La stagnation actuelle ne cèdera la place à un lent redémarrage que vers le milieu de 2010, revèlent les derniers pronostics de l'Institut de recherche conjoncturelle (KOF) de l'Ecole polytechnique fédérale de Zurich (EPFZ). De ce fait, la croissance économique ne devrait pas dépasser 0,1% en 2010 et le renchérissement, se situer à 0,5%. La consommation privée n'affichera une légère reprise que durant le second semestre de 2010. En 2011, le PIB progressera de 1,4% et le taux de chômage atteindra 5,5%.
En raison de la contribution extérieure négative en 2009 et de l'estimation selon laquelle le taux de croissance en rythme annuel s'est avéré beaucoup plus négatif durant l'hiver 2008/2009 que ne le supposaient bon nombre d'observateurs de l'économie suisse, il faut s'attendre pour 2009 à un recul de la croissance de 3,4% par rapport à l'année précédente, ce qui constitue une légère révision à la baisse par rapport à la prévision de l'été.

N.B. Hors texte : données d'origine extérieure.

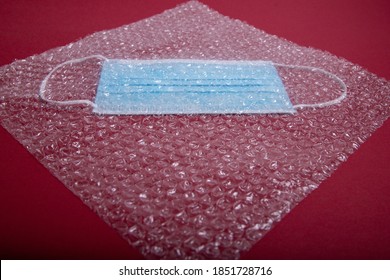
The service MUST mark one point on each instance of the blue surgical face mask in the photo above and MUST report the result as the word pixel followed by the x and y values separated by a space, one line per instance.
pixel 140 87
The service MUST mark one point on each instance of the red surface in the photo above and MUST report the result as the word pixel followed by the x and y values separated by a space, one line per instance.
pixel 348 217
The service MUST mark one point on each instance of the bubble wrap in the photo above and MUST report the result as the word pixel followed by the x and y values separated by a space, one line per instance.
pixel 190 186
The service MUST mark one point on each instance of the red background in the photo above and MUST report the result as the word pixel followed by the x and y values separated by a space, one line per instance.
pixel 348 217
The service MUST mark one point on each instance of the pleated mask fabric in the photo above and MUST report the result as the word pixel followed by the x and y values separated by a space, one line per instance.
pixel 195 186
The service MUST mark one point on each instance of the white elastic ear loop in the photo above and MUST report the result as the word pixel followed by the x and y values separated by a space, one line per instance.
pixel 42 88
pixel 333 76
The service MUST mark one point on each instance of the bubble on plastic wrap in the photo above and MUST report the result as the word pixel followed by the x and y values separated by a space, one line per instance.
pixel 195 186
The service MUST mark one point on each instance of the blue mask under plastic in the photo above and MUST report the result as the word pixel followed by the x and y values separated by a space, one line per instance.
pixel 190 87
pixel 175 86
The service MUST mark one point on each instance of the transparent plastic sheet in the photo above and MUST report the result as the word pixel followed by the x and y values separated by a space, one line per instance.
pixel 190 186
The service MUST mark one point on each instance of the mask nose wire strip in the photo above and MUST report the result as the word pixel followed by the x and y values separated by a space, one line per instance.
pixel 42 88
pixel 333 76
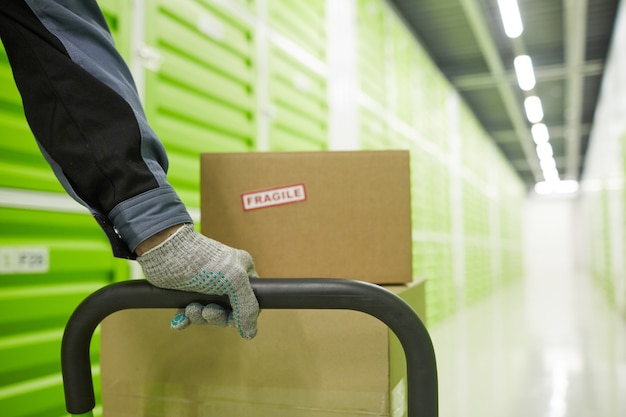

Malgré la détérioration du marché de l'emploi, la consommation privée s'accroîtra encore de 0,7% cette année. Étant donné l'effritement du prix du pétrole observé durant le second semestre de 2008, le taux d'inflation se révélera négatif cette année (-0,4 %). Sans la forte chute du prix du pétrole, on aurait aussi observé une hausse des prix cette année. Sous l'effet des mesures de relance massives adoptées à l'étranger, et qui ont une incidence positive sur la demande en exportations en provenance de la Suisse, la situation conjoncturelle devrait s'améliorer quelque peu durant le second semestre de cette année. Néanmoins, la situation restera tendue sur le marché de l'emploi.
Pour ce qui est de l'évolution conjoncturelle de la Suisse en 2010, le facteur déterminant dépendra de la vitesse et de la durabilité de la sortie de la récession économique mondiale. Certes, les États-Unis et d'autres régions économiques, notamment l'Amérique latine et une partie de l'Asie, connaîtront un redressement progressif. La Chine et l'Inde, qui n'ont subi qu'un ralentissement de la croissance durant le semestre hivernal, affichent d'ores et déjà des taux de croissance du PIB plus élevés depuis le deuxième trimestre. Ce n'est toutefois pas encore le cas de l'Union européenne, principale destination des exportations suisses. Le KOF prévoit ici un «double creux» («double dip»), c'est-à-dire une évolution conjoncturelle en forme de W, assortie d'un recul du PIB durant le second semestre de 2010 dans la mesure où de nombreux programmes de relance conjoncturelle européens arrivent à échéance cette année.